As anticipated, the county commission unanimously approved on Tuesday an agreement with the Nevada Housing Division for $20 million in CARES Act funds for the county’s housing assistance program, adding to the $30 million the county had already set aside.
But there is also reason to believe the pool of funding for such assistance could grow: Commission Chairwoman Marilyn Kirkpatrick said the county has lobbied the state’s Interim Finance Committee for more money.
“We’re always looking for additional dollars and we’ve been trying to do that,” Assistant County Manager Kevin Schiller said.

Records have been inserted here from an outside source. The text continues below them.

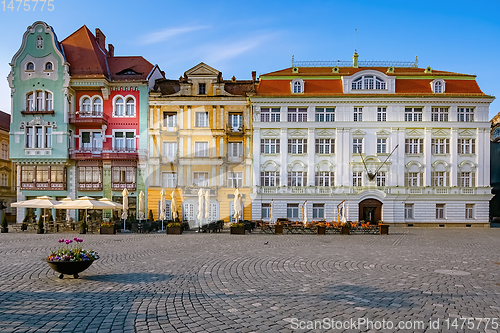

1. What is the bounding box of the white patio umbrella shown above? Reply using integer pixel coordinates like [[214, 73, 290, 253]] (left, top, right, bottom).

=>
[[233, 189, 243, 222], [170, 191, 177, 220], [122, 188, 128, 231], [139, 191, 146, 220], [158, 188, 167, 231]]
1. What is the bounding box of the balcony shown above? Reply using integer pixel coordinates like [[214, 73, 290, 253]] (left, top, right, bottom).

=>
[[69, 111, 108, 125], [69, 147, 139, 160], [21, 182, 66, 191]]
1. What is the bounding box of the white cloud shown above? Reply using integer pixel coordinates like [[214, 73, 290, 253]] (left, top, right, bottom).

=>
[[141, 25, 210, 44]]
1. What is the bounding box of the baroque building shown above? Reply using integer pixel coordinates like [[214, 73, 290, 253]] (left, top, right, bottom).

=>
[[250, 53, 494, 226], [148, 63, 254, 226]]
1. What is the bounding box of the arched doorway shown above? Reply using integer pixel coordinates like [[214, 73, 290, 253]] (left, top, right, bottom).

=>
[[359, 199, 382, 223]]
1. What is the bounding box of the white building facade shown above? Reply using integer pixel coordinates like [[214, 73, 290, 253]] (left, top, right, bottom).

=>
[[251, 55, 493, 226]]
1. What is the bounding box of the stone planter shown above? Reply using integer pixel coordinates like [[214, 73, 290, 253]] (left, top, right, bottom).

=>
[[316, 226, 326, 235], [47, 260, 94, 279], [167, 227, 182, 235], [99, 227, 116, 235], [231, 227, 245, 235]]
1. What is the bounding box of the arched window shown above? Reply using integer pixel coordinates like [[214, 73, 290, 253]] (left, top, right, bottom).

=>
[[93, 97, 102, 113], [82, 97, 90, 113], [125, 97, 135, 116], [115, 97, 124, 116]]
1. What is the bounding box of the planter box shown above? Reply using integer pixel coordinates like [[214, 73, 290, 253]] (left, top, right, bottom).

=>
[[167, 227, 182, 235], [231, 227, 245, 235], [99, 227, 116, 235], [316, 226, 326, 235], [340, 226, 351, 235]]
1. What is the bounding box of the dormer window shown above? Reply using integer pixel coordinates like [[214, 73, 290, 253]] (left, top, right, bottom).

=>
[[431, 79, 445, 94], [290, 79, 304, 94], [351, 75, 386, 90]]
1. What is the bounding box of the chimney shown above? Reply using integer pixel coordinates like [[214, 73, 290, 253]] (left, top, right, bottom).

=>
[[95, 28, 106, 51], [108, 44, 115, 57]]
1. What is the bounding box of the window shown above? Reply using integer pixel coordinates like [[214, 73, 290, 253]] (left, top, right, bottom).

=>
[[354, 108, 363, 121], [260, 139, 280, 154], [458, 172, 476, 187], [405, 172, 424, 187], [431, 139, 450, 155], [198, 83, 207, 95], [227, 142, 243, 157], [457, 108, 474, 123], [315, 139, 335, 155], [377, 139, 387, 154], [163, 141, 177, 162], [315, 171, 335, 187], [286, 204, 299, 219], [288, 171, 307, 186], [458, 139, 476, 154], [377, 107, 387, 121], [193, 172, 208, 187], [352, 171, 363, 186], [260, 108, 281, 123], [229, 113, 243, 131], [313, 204, 325, 219], [288, 139, 307, 154], [195, 112, 208, 127], [115, 97, 125, 117], [431, 171, 450, 187], [227, 172, 243, 188], [352, 139, 363, 154], [260, 171, 280, 186], [405, 139, 424, 155], [194, 142, 208, 157], [405, 108, 422, 121], [351, 75, 386, 90], [163, 112, 177, 128], [162, 172, 177, 188], [436, 204, 445, 220], [377, 171, 386, 186], [260, 203, 271, 219], [465, 204, 474, 220], [431, 108, 448, 121], [405, 204, 413, 219], [314, 108, 335, 123], [288, 108, 307, 123]]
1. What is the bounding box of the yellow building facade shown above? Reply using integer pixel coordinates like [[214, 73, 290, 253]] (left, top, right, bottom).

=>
[[147, 63, 254, 227]]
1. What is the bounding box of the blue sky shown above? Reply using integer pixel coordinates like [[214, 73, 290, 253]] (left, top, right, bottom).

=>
[[0, 0, 500, 118]]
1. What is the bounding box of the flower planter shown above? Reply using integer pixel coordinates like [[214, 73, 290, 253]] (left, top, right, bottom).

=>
[[340, 225, 351, 235], [167, 227, 182, 235], [316, 226, 326, 235], [231, 227, 245, 235], [47, 260, 94, 279], [99, 227, 116, 235]]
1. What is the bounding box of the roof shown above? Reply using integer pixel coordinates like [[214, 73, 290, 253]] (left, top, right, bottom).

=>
[[0, 111, 10, 132], [256, 67, 489, 97]]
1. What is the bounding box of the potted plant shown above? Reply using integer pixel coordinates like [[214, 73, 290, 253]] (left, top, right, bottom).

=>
[[0, 213, 9, 233], [46, 237, 99, 279], [231, 222, 245, 235], [36, 214, 44, 234], [99, 222, 116, 235], [167, 222, 182, 235]]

For now, the county is moving ahead with $50 million in its CARES Housing Assistance Program (CHAP) in hopes of keeping more people in their homes as a statewide moratorium on evictions — extended in late August — expires in a month. A recent federal order, however, could expand the freeze through the end of the year for residents who opt-in.

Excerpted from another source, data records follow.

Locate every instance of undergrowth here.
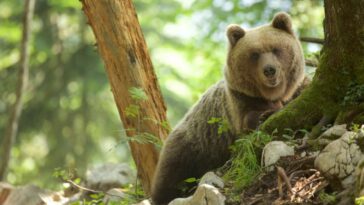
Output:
[224,131,272,191]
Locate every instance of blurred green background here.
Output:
[0,0,324,188]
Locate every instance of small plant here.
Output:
[355,196,364,205]
[224,131,272,191]
[318,191,336,204]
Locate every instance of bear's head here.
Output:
[224,12,304,101]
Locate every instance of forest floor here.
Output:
[226,155,335,205]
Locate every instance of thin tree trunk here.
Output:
[82,0,168,194]
[0,0,35,181]
[261,0,364,133]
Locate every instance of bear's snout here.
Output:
[263,65,277,78]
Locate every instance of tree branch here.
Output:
[0,0,35,181]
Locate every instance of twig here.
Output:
[300,37,325,44]
[65,179,104,194]
[277,166,293,195]
[65,179,123,198]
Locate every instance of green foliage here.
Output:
[355,196,364,205]
[125,104,140,118]
[342,83,364,106]
[224,131,272,191]
[0,0,323,188]
[207,117,230,136]
[184,177,198,183]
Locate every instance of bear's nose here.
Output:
[263,65,276,78]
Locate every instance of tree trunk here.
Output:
[0,0,35,181]
[82,0,168,194]
[261,0,364,133]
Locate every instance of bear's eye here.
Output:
[272,48,281,56]
[250,52,260,61]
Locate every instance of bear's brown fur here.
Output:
[152,13,304,205]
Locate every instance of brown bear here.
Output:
[152,13,304,205]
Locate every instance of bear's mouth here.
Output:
[265,78,280,88]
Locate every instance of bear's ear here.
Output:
[226,24,245,47]
[272,12,294,35]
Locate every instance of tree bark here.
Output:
[0,0,35,181]
[261,0,364,133]
[82,0,168,194]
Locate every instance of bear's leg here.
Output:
[152,141,198,205]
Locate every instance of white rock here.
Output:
[320,124,348,138]
[103,188,128,204]
[168,184,225,205]
[198,172,224,188]
[261,141,294,171]
[315,132,364,188]
[86,163,135,191]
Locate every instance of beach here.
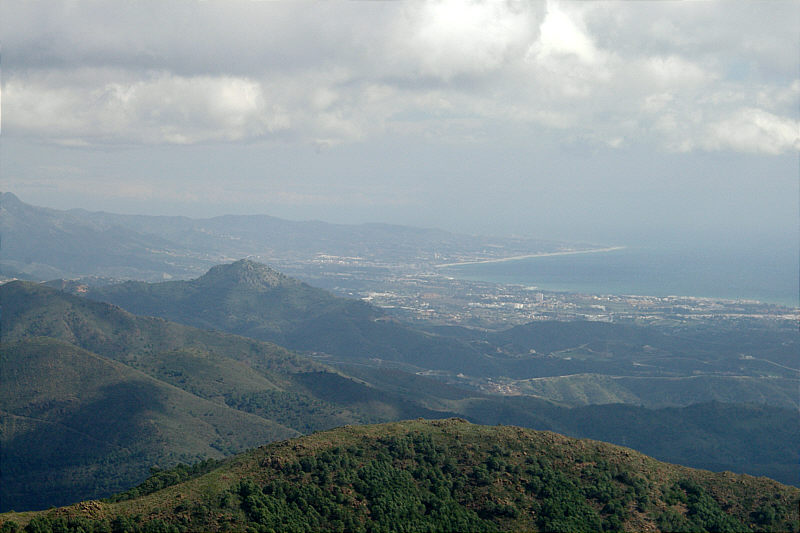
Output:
[434,246,625,268]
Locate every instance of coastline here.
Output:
[433,246,625,268]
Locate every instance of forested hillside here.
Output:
[0,419,800,532]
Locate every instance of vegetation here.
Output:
[0,419,800,532]
[0,280,800,511]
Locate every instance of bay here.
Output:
[442,243,800,307]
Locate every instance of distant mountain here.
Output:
[0,278,800,509]
[85,259,490,375]
[0,282,454,510]
[0,337,299,510]
[84,260,800,408]
[0,192,576,281]
[0,419,800,531]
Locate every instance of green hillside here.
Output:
[88,260,800,408]
[0,419,800,532]
[87,260,496,374]
[0,282,800,510]
[0,282,450,510]
[0,337,298,509]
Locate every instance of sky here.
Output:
[0,0,800,247]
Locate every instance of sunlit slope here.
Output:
[88,260,488,374]
[0,282,456,510]
[0,419,800,531]
[88,260,800,408]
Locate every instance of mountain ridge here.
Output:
[0,419,800,531]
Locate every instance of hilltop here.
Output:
[0,419,800,531]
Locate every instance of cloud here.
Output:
[702,108,800,155]
[0,0,800,154]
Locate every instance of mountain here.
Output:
[0,276,800,510]
[0,337,298,510]
[0,281,454,510]
[85,260,800,408]
[0,192,576,281]
[0,419,800,531]
[85,259,496,375]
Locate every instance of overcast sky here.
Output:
[0,0,800,246]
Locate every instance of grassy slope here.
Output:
[0,282,460,509]
[88,260,493,374]
[0,420,800,531]
[0,337,298,508]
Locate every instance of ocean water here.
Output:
[442,245,800,307]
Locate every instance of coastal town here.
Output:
[272,251,800,329]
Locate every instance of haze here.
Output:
[0,0,800,248]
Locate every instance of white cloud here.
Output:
[702,108,800,155]
[0,0,800,154]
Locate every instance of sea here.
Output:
[442,245,800,307]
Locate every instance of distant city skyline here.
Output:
[0,0,800,247]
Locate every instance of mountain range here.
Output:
[0,261,800,510]
[0,192,576,281]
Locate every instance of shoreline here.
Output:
[433,246,625,268]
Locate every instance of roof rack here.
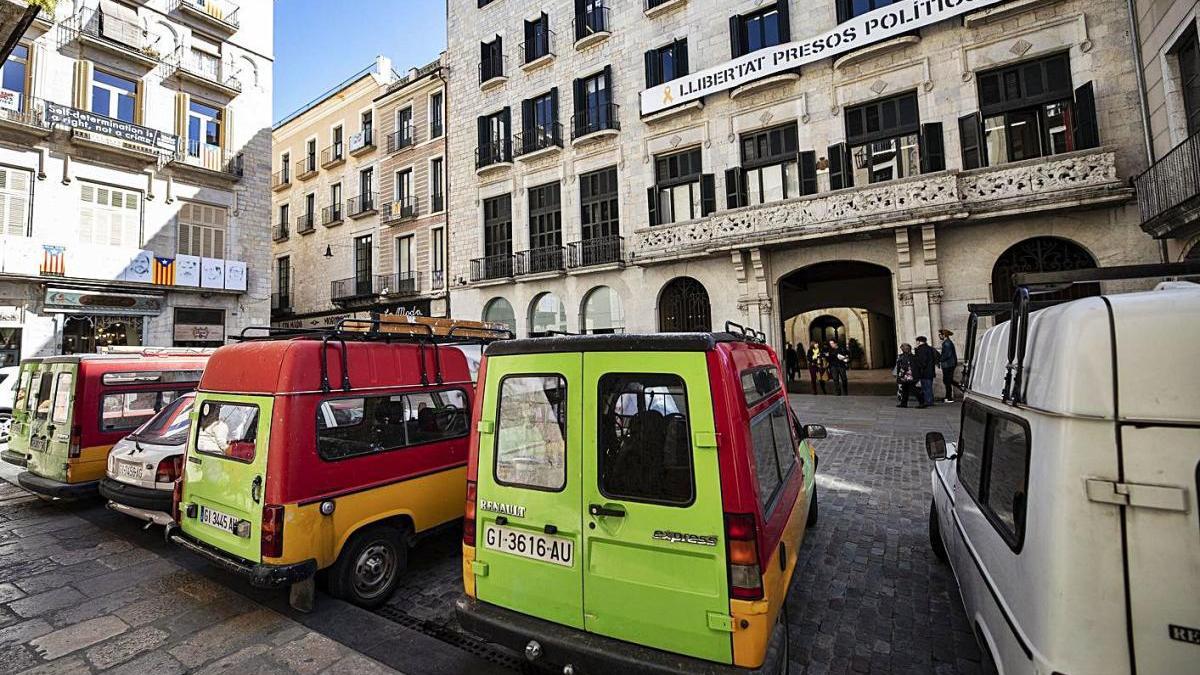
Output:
[960,261,1200,405]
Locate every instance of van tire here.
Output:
[329,525,408,609]
[929,500,947,563]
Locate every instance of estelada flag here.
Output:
[152,257,175,286]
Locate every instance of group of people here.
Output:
[784,340,850,396]
[892,328,959,408]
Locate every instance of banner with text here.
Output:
[641,0,1003,115]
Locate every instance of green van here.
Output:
[457,331,824,673]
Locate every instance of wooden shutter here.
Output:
[797,150,817,195]
[917,121,946,173]
[700,173,716,216]
[1075,82,1100,150]
[959,113,988,169]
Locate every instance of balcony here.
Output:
[1133,128,1200,239]
[479,54,509,91]
[514,123,563,160]
[388,123,416,154]
[629,148,1134,264]
[296,214,316,234]
[346,192,378,219]
[379,196,420,223]
[575,2,612,49]
[571,103,620,145]
[566,235,625,269]
[320,141,346,168]
[521,30,554,72]
[475,138,512,175]
[470,253,512,282]
[512,246,564,276]
[175,0,240,34]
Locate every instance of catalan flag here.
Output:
[154,257,175,286]
[38,244,67,276]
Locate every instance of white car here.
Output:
[926,275,1200,675]
[100,393,196,526]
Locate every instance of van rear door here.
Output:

The county, which Schiller said was “initially overwhelmed” by inquiries when its program went online in July, has so far processed about 1,700 applications to the tune of some $4 million in funding. It is roughly the same amount of federal money used by the city of Las Vegas to aid between 1,000 and 1,500 households this summer before funding ran dry.

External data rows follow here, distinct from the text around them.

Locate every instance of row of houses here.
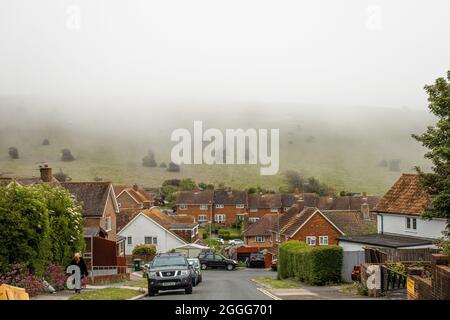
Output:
[176,189,379,225]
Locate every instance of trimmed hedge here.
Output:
[278,240,343,285]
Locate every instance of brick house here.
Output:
[339,174,446,255]
[175,190,214,223]
[248,193,281,222]
[242,213,278,249]
[61,182,119,241]
[213,190,247,225]
[113,184,154,231]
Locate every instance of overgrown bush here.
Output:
[278,240,343,285]
[132,244,156,262]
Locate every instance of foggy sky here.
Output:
[0,0,450,109]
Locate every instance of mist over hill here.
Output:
[0,96,434,194]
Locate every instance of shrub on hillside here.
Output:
[278,240,343,285]
[8,147,19,159]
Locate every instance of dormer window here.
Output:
[406,217,417,231]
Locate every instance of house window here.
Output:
[255,236,264,242]
[215,214,225,223]
[106,217,112,231]
[306,236,316,246]
[406,217,417,231]
[319,236,328,246]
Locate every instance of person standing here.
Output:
[70,252,89,293]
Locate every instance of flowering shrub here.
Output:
[0,265,44,296]
[44,264,68,291]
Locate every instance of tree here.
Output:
[412,71,450,231]
[0,184,51,273]
[36,184,84,266]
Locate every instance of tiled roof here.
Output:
[321,210,377,236]
[176,190,214,204]
[243,214,278,237]
[61,182,111,217]
[214,190,247,205]
[374,173,431,215]
[248,193,281,209]
[280,207,318,237]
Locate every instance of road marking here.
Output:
[256,288,283,300]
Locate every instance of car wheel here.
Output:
[184,286,192,294]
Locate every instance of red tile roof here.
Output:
[374,173,431,215]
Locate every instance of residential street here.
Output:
[142,269,275,300]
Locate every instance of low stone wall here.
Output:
[87,273,130,285]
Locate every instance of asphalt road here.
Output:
[142,269,274,300]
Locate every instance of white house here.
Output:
[118,212,188,256]
[338,174,447,251]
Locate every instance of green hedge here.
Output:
[278,240,343,285]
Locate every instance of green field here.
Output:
[0,101,432,195]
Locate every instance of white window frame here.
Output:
[255,236,266,243]
[405,217,417,232]
[214,213,226,223]
[105,217,112,232]
[319,236,328,246]
[306,236,316,246]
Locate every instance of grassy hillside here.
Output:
[0,99,432,195]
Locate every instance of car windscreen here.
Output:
[152,257,186,268]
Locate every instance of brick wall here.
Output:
[288,214,342,245]
[244,236,273,249]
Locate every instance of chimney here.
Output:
[361,202,370,220]
[39,164,53,182]
[142,200,151,209]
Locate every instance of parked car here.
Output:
[247,252,265,268]
[198,253,238,271]
[147,253,195,296]
[228,239,244,246]
[188,258,202,287]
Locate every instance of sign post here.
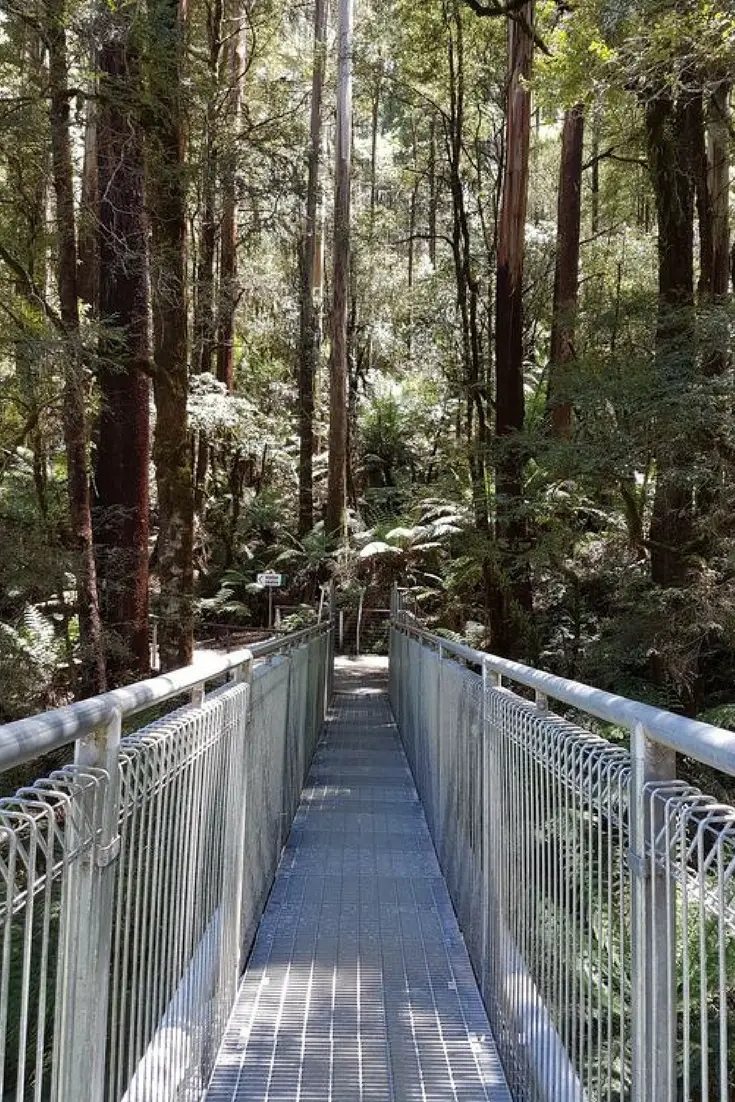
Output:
[258,571,285,628]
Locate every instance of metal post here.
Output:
[628,724,677,1102]
[228,652,252,985]
[355,590,365,658]
[53,710,121,1102]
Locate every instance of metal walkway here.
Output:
[206,659,510,1102]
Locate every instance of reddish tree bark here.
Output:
[217,0,245,390]
[493,0,534,653]
[192,0,223,371]
[645,94,698,586]
[299,0,328,536]
[93,2,151,682]
[326,0,353,537]
[547,104,584,437]
[46,0,107,693]
[148,0,194,670]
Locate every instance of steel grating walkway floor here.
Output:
[206,660,511,1102]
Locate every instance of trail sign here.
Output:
[258,570,285,627]
[258,571,285,588]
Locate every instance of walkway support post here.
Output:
[54,709,121,1102]
[628,723,677,1102]
[228,650,252,969]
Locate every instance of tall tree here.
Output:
[548,104,584,437]
[494,0,534,652]
[299,0,328,536]
[645,88,699,586]
[326,0,353,534]
[192,0,224,371]
[148,0,194,670]
[93,0,151,682]
[217,0,246,390]
[45,0,107,692]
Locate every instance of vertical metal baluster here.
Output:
[56,710,121,1102]
[630,724,674,1102]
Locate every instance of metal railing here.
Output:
[0,623,334,1102]
[390,607,735,1102]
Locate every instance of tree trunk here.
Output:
[77,100,99,314]
[445,7,488,531]
[705,84,731,375]
[46,0,107,694]
[192,0,223,371]
[428,115,439,268]
[493,0,534,653]
[645,95,696,586]
[217,0,245,390]
[93,2,151,683]
[547,104,584,439]
[590,104,601,237]
[299,0,328,536]
[148,0,194,670]
[326,0,353,538]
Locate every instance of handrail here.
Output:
[0,620,329,773]
[393,609,735,776]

Another 3,000 or so applications are still being processed, Schiller added, meaning that an estimated $11.5 million in program funding will soon be spent.
Based on these figures, Schiller said he expected the county to be able to assist anywhere from 14,000 to 15,000 households with $50 million in funding.
The commission also recently outlawed discriminating against renters based on their source of income, bolstering protections for individuals who participate in the county’s housing assistance program.
The assistance program is being administered through 14 nonprofits and offers direct payments to rent, utility and mortgage companies for eligible households. To qualify, applicants must be county residents, have household income not exceeding 120 percent of area median income and must not receive federal housing vouchers.
The county will resume accepting applications for the program in about two weeks after it closed its initial round, a county spokesman said.